Materiality and Aesthetics in Archaic and Classical Greek Poetry is a book about poikilia, a concept that can mean ‘embroidery, variegation, versatility’ or other denotations of beguiling complexity. Amy Lather argues that the concept does two basic things. It marks media, such as textiles, armour or body language, as visually engrossing. This is how the term has been most traditionally understood. More importantly, poikilia also signals moments of engagement with materiality, when the boundaries between mind, body and things temporarily blur: the vivid ekphrasis of Achilles’ shield where metal figures move; Prometheus’s fennel stalk of fire reshaping matter through his poikilos cunning; Aphrodite’s wondrous girdle that ensnares the senses of Zeus. The family of nouns, adjectives and verbs with the root poikil- (< IE *peiḱ ‘stitch, paint’) conveys ‘elaborate decoration as well as the myriad effects generated by this quality’ (198) and thus is supremely potent for exploring Greek aesthetics. Lather’s book, the first in Edinburgh University Press’ new series Ancient Cultures, New Materialisms, is a welcome study of the materials and characters tagged with the term and will be a benefit to students and researchers of the way Greek texts convey material experience.

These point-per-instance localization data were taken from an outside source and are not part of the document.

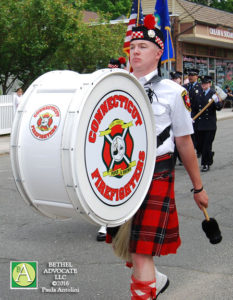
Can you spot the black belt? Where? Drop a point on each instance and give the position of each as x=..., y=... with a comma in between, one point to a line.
x=163, y=136
x=166, y=165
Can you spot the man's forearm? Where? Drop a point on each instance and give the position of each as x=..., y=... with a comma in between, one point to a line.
x=188, y=156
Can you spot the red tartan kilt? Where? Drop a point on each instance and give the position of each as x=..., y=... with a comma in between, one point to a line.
x=155, y=226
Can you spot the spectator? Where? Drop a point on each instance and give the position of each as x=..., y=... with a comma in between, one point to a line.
x=176, y=76
x=206, y=123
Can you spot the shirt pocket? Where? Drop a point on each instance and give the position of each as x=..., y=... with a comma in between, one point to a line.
x=158, y=109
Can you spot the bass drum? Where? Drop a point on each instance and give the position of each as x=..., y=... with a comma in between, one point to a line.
x=84, y=144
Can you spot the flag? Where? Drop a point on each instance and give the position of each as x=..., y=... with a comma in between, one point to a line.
x=135, y=19
x=163, y=23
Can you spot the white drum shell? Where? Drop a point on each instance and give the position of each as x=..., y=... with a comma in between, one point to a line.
x=51, y=173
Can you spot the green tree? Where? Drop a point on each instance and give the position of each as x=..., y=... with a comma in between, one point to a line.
x=115, y=8
x=38, y=36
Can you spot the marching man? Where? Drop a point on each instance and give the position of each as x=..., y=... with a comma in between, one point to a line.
x=155, y=226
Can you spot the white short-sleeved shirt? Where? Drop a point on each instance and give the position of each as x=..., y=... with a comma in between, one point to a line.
x=169, y=109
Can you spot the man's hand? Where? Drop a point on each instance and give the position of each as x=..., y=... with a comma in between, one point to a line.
x=215, y=98
x=201, y=199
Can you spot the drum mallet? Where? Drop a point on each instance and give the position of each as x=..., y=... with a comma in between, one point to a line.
x=211, y=229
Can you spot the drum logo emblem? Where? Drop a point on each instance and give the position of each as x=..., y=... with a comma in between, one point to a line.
x=117, y=149
x=45, y=122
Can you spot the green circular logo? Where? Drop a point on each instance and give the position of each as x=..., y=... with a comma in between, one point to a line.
x=24, y=274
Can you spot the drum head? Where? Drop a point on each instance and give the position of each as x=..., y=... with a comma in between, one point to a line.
x=113, y=149
x=84, y=144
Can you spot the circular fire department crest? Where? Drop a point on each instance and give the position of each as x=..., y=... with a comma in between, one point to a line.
x=45, y=122
x=116, y=148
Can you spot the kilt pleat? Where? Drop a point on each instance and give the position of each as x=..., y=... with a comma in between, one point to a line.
x=155, y=226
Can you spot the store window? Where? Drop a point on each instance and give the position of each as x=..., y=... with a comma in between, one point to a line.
x=188, y=63
x=220, y=71
x=202, y=65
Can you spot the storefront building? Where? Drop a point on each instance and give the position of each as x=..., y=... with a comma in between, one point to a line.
x=202, y=38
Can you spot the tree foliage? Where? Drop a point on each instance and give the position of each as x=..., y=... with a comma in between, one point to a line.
x=38, y=36
x=115, y=8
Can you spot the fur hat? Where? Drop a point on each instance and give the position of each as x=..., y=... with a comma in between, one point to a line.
x=148, y=32
x=175, y=75
x=117, y=63
x=206, y=79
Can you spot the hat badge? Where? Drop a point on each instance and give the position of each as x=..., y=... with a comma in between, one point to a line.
x=151, y=33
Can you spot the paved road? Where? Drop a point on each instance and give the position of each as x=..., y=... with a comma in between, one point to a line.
x=199, y=271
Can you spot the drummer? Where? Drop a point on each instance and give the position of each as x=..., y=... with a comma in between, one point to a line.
x=155, y=226
x=121, y=64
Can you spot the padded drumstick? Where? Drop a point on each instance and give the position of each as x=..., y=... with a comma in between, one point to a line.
x=211, y=229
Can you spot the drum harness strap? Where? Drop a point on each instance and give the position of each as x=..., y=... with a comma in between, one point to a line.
x=166, y=132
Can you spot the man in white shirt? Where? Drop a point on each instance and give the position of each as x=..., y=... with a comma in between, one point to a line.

The book sorts media marked as poikilos into six chapters, each informed by theoretical insights from New Materialism and cognitive aesthetics. After a theory-rich introduction, Chapter 1 surveys what is poikilos about textiles as represented in literature, Acropolis kourai and vase painting. Such woven cloth engages the senses through diverse patterning that relates the impressive mind and body of the weaver in a way similar to Alfred Gell’s notion of the ‘technology of enchantment’ (‘The Technology of Enchantment and the Enchantment of Technology’, in J. Coote and A. Shelton (eds), Anthropology, Art and Aesthetics (Oxford 1992) 40–63) or Alva Noë’s ‘enactive perception’ (Action in Perception (Cambridge MA 2004). Chapter 2 treats the ‘vitality’ (via Jane Bennett) of armour in its various agentive and sensory capacities. Armour shines, resounds and is lively enough to be embodied by heroes themselves, such as Hektor when he ‘blazes with fire’ in Iliad 15. Chapter 3 applies Bill Brown’s ‘thing theory’ (‘Thing Theory’, Critical Enquiry 28 (2001) 1–16) and Andy Clarks’ ‘extended mind’ (Andy Clark and David Chalmers, ‘Extended Mind’, Analysis 58 (1998) 7–19) to animated objects, such as Hephaestus’ automata of Iliad 18 or Pandora in Hesiod, whereby what is spectacular about them is both their technical intricacy and their ‘excessive’ capabilities to enact the minds of their creators. Chapter 4 looks at poikilia’s contribution to lyric pleasure and metacognition in Sappho, Alcaeus, Anacreon and Pindar. Chapter 5 shifts to the characters of Hermes, Prometheus and Odysseus, who are all distinguished as poikilomētēs (‘someone with various cunning’) and manipulate the material world and physical appearance as extensions of their thinking. Chapter 6 returns to gendered aspects of the term, specifically the synergy between the effects of poikilia and how texts construct ‘feminine guile’. The conclusion finds even in Plato’s negative valence (variegated things produce adulterated souls) testaments to the term’s enmeshing of material and mind.
This combination of literary, theoretical and media-focused approaches results in a wide array of tantalizing analyses at times as compelling as the objects they scrutinize. Such a method ventures away from strict philological study of the concept, a strategy that will likely attract readers of various literary disciplines, but at times might frustrate those interested in the terms’ contextual semantics. The book takes for granted that media designated as poikilos are such intrinsically even in instances where the term is absent (especially for textiles, armour and smart objects). Why, for instance, is the robe of Andromache described as poikilos in Iliad 22, but Helen’s in book 3, which by all accounts seems more engaging, is not? Future work could incorporate narrative and structural contexts more fulsomely. That said, this media-centred reading is effective and does much to illuminate how poikilia invited audiences to imagine things beyond their decorative features and into the stuff of who we are.